PK also had a particular puzzle he wanted to solve for himself. "I want to check the vaastu shastra of all the mandirs, yaar. If you notice, not a single mandir was damaged by the cyclone."

Through the days I spent in Erasama, as I watched all these people do their bit, I kept asking myself: Why? Why have these ordinary people left their ordinary lives to travel to this desperate corner of India, to do often awful, backbreaking work for the victims of a terrible calamity? What makes them do it uncomplainingly, over and over again? What makes an IAS officer rise above the sad stereotype of inefficiency and sloth we all nurture about the bureaucracy, rise above it to run such a mammoth relief operation so smoothly?

No answers again, so I asked PK. Why was he here? " Arre yaar," he said, "I just had to see what I could do."

In its own simple way, an astonishingly moving answer.

Tailpiece

In a column here some days ago, T V R Shenoy criticised the Orissa chief secretary for leaving for the United States after the cyclone hit the state. Such criticism has been repeated elsewhere, among others by the Rashtriya Swayamsevak Sangh.

It would be fair criticism had the chief secretary taken off on a Disneyland jaunt. But there were reports that the chief secretary's daughter in the USA had a medical emergency, which is why he went. At the very least, he must have had an agonising choice to make, one I wouldn't want to make myself. In not mentioning this little detail, T V R Shenoy and the others who pounced on this were unfair, even unethical.

There are two other points to clarify in T V R Shenoy's column. With good reason, he praises the aid to Orissa from Chandrababu Naidu after the cyclone. Then he asks: "How many teams did [Orissa's other neighbours: Madhya Pradesh, West Bengal, Bihar] send and how well did they perform? The answer is best expressed by a discreet silence." Actually the answer needs no silence. I have no idea about WB and Bihar, but in the time I spent in Erasama, it was hard to miss the large contingent of MP Home Guards that had camped there. They were busy with tasks ranging from cremating bodies to preserving the peace in distant villages.

Shenoy also points out that the RSS is involved in relief work, and says: "Once upon a time, the Congress Seva Dal would also have been involved in such work. No longer!" I have no idea if the CSD is in Orissa or not, but there was certainly a large collection of Orissa Youth Congress volunteers fanning out to deal with carcasses.

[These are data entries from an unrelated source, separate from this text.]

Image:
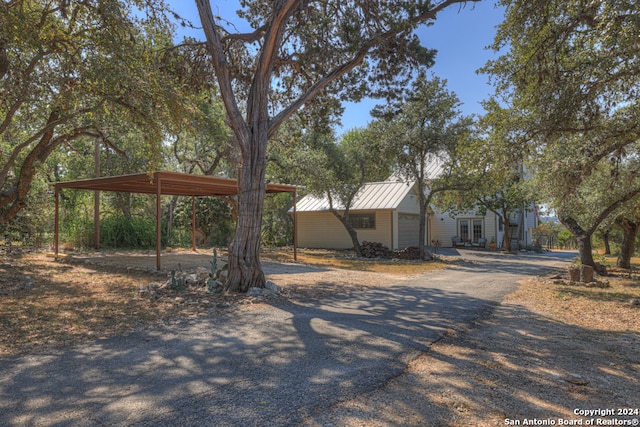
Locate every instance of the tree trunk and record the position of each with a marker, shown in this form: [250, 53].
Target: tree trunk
[607, 245]
[506, 236]
[585, 249]
[583, 239]
[353, 234]
[245, 269]
[630, 230]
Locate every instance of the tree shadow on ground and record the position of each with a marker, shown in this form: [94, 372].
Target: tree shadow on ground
[516, 365]
[293, 362]
[257, 368]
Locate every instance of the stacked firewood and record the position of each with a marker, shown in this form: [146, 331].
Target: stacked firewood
[375, 250]
[411, 252]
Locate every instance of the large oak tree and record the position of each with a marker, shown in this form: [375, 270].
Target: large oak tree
[571, 76]
[300, 52]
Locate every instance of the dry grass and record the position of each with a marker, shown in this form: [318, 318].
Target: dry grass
[45, 303]
[68, 304]
[605, 309]
[347, 260]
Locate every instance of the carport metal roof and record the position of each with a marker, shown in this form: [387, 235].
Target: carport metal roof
[171, 184]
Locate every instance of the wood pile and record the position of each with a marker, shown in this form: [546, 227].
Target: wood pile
[411, 252]
[375, 250]
[378, 250]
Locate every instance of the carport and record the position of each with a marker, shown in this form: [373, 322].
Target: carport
[164, 183]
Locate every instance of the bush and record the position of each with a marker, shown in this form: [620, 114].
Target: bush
[130, 233]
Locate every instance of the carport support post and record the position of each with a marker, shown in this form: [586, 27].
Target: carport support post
[193, 223]
[158, 233]
[56, 228]
[295, 226]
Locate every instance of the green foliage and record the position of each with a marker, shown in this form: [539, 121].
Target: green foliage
[213, 219]
[130, 233]
[565, 238]
[178, 279]
[571, 93]
[71, 72]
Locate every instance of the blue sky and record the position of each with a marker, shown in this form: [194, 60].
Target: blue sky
[460, 34]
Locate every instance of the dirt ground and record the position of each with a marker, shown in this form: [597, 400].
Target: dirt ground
[550, 354]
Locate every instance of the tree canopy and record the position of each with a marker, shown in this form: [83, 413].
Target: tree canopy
[302, 55]
[74, 70]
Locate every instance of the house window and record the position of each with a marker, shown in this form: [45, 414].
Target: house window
[470, 230]
[362, 220]
[477, 230]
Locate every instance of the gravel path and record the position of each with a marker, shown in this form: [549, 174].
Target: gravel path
[274, 365]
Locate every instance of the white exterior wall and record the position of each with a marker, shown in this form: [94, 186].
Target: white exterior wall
[443, 228]
[409, 204]
[408, 230]
[324, 230]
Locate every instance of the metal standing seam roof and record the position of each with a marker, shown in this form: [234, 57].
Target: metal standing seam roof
[372, 196]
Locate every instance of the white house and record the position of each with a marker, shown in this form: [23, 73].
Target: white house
[385, 212]
[388, 212]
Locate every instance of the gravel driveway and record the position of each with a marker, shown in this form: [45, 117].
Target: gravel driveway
[276, 365]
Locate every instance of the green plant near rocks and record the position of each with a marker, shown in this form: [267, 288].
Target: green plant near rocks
[177, 281]
[214, 282]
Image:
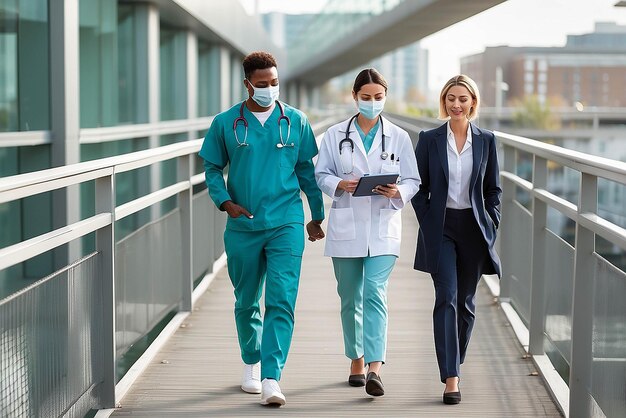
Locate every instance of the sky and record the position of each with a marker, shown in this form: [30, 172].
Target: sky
[513, 23]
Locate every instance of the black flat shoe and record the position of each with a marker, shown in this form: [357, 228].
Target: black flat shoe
[374, 385]
[452, 398]
[356, 380]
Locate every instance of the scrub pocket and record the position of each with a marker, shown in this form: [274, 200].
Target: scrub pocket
[390, 224]
[288, 157]
[341, 225]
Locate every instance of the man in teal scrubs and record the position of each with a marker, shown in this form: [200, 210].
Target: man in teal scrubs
[269, 158]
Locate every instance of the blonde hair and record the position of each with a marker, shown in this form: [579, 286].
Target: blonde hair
[470, 85]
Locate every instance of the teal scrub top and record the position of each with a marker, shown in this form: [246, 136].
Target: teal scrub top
[262, 178]
[368, 139]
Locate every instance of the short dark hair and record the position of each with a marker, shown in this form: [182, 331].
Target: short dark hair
[367, 76]
[257, 60]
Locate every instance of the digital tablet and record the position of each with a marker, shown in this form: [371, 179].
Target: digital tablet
[368, 183]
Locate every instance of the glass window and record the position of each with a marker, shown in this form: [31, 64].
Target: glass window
[98, 63]
[173, 59]
[169, 171]
[25, 218]
[133, 105]
[204, 74]
[129, 186]
[24, 86]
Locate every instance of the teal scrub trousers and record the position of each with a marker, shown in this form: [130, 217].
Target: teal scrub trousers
[362, 287]
[273, 257]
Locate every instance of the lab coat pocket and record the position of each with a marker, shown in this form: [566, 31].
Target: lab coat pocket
[390, 224]
[341, 225]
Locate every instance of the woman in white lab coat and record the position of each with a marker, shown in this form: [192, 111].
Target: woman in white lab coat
[364, 232]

Shenoy's entire article seems to be an attempt to criticise the Orissa government and the Congress. That's about par for partisans of all stripes when calamities strike, but it makes these clarifications of mine seem like a defence of both. Not at all. The Orissa government has a lot to answer for: in Erasama, apart from S K Jha and a few officials with him, the absence of the Orissa government's involvement in relief operations is nothing short of shameful.